To see them at night was a nice problem, he explained. Being a little light-minded about sunshine, it seemed that they were unable to discriminate between heaven's high lamp and the electric one on the porch, and would dutifully arise when either appeared. Once down from their perch, they would refuse to return until the sun was removed; and when it chanced to be the one on the porch and was switched off, they were unable to return because their endowment of optic nerve was small and their homing instinct, so strong in bees and eagles, smaller. There was created, accordingly, an impasse, but Mr. Sprig, who knew his hens, circumvented it. He lit a bedside candle which merely troubled his friends' sleep.

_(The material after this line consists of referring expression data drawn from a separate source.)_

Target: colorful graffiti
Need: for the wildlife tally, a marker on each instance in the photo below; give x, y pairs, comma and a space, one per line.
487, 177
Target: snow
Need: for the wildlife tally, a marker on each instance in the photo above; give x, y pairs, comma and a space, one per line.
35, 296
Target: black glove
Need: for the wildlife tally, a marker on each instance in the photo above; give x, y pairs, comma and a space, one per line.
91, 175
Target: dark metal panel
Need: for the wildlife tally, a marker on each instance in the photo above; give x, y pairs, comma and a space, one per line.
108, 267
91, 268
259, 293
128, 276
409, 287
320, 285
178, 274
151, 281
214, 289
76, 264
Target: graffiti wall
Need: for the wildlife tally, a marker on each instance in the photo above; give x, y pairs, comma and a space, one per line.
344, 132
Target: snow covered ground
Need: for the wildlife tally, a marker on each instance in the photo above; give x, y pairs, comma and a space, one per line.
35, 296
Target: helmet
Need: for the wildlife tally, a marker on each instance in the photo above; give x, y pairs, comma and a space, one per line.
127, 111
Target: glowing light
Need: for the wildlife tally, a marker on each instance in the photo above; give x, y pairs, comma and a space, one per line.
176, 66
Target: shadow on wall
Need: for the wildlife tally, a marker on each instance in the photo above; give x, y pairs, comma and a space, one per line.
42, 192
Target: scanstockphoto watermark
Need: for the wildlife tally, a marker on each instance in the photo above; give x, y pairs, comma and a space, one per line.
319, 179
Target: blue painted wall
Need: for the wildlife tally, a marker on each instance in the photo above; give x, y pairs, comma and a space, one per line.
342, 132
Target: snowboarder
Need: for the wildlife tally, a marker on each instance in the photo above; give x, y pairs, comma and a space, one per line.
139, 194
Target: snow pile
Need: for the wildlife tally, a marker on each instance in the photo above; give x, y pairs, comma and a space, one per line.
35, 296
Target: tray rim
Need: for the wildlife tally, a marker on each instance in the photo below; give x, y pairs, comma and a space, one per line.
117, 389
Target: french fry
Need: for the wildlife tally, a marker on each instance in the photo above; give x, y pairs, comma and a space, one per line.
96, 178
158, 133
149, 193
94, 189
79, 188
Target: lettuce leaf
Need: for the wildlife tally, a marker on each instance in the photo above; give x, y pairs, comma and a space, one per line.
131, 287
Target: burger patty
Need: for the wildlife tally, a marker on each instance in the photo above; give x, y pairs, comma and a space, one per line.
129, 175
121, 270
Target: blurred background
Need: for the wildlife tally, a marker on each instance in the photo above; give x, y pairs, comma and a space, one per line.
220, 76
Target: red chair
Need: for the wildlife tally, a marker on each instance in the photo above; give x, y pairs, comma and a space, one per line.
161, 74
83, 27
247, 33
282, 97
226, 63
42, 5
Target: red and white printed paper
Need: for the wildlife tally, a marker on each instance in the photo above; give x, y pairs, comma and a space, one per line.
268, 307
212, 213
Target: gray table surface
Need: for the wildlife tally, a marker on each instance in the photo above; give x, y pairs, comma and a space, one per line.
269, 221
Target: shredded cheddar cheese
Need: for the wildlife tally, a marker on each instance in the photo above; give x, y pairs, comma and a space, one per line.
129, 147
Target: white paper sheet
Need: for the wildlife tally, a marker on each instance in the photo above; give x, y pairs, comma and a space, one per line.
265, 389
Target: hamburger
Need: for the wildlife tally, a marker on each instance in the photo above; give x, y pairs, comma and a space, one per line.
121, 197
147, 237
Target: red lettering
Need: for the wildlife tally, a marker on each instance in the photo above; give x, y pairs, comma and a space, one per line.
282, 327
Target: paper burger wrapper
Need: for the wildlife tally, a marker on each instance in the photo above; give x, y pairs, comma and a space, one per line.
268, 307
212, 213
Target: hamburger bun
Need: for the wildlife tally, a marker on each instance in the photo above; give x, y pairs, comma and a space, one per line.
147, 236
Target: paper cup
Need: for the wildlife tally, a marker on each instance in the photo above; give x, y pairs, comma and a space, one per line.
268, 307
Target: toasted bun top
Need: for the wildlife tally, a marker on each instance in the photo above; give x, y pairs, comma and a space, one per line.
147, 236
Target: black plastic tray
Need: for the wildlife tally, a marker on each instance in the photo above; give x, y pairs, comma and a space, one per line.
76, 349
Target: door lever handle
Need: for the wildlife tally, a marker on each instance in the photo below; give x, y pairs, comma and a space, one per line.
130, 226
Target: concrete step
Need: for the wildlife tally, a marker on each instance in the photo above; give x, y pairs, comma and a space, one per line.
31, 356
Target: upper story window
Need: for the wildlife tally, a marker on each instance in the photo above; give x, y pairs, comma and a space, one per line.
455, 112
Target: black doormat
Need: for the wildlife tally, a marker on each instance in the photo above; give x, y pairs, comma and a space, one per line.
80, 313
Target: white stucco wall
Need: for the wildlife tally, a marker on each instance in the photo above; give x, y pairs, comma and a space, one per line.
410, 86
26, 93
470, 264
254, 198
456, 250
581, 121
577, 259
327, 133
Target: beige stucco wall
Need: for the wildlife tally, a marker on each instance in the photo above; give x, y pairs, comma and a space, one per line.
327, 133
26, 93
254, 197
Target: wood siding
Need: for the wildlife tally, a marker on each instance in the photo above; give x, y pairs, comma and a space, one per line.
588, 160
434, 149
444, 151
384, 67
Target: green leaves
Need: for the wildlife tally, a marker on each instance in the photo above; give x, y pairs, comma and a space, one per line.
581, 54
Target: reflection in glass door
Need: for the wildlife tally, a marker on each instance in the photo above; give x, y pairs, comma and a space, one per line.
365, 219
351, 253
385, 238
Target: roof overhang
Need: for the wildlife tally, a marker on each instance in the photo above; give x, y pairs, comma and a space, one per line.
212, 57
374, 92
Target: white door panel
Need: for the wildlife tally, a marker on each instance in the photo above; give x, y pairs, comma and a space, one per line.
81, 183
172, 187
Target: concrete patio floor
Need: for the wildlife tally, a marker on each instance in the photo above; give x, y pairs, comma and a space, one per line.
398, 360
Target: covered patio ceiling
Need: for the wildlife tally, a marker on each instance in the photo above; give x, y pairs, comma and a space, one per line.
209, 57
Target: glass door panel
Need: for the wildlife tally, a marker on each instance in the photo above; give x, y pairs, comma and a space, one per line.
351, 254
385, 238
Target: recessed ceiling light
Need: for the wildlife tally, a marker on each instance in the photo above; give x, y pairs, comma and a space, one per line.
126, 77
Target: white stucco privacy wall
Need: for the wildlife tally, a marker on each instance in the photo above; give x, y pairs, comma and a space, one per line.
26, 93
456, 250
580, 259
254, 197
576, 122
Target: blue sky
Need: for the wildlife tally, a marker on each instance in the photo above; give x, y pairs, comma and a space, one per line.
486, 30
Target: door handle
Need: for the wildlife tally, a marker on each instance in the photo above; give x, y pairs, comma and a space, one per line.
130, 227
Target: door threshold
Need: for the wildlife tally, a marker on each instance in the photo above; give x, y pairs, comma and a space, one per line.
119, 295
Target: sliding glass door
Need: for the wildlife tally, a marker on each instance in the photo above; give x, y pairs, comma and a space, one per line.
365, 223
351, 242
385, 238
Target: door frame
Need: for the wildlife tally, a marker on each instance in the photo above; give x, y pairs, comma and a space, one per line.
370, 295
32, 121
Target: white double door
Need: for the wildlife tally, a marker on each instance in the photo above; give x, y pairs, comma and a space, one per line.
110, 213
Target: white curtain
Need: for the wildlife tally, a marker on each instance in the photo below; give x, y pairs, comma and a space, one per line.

"The one on the extreme left is Helen of Troy. She is a stunning creature, as you can see. She produced an egg for me only this morning. Next is Malvolio. I confess I am partial to him. Then comes Little Nell. She is extremely demure and inclined to be sentimental. And last is Carol Kennicott, who chatters so much I am afraid I shall shortly have to pop her into a pie." He gazed at her affectionately. "Well," he continued as he led the way back into his library, "I have now shown you my treasures. They, of course, seem a little crazy to you, and I hope your lives will end so fully that you won't have to fall back on them. But in case either of you should find yourself old and foolish and alone, I can recommend them as pleasant and amiable companions. You will find them curiously simple—they are not offended if you don't call upon them or write them letters,—and then from time to time they yield up to you the shining miracle of an egg, for which they ask no recompense; and when they come to lay down their lives they do it with a gesture and make the day a feast."

He was standing before the dying fire, surrounded by its genial light, as his guests withdrew. Near him, just touched by the firelight, were the crumbs of their supper and the stately old bottle which had given its bouquet to the room. Old Herbert, moving out of the shadow noiselessly and pleasantly, bowed them out, and as the vision faded one of the guests, at least, pictured the four friends on the sun porch readjusting themselves, after their fitful fever, to the gentle life of their home.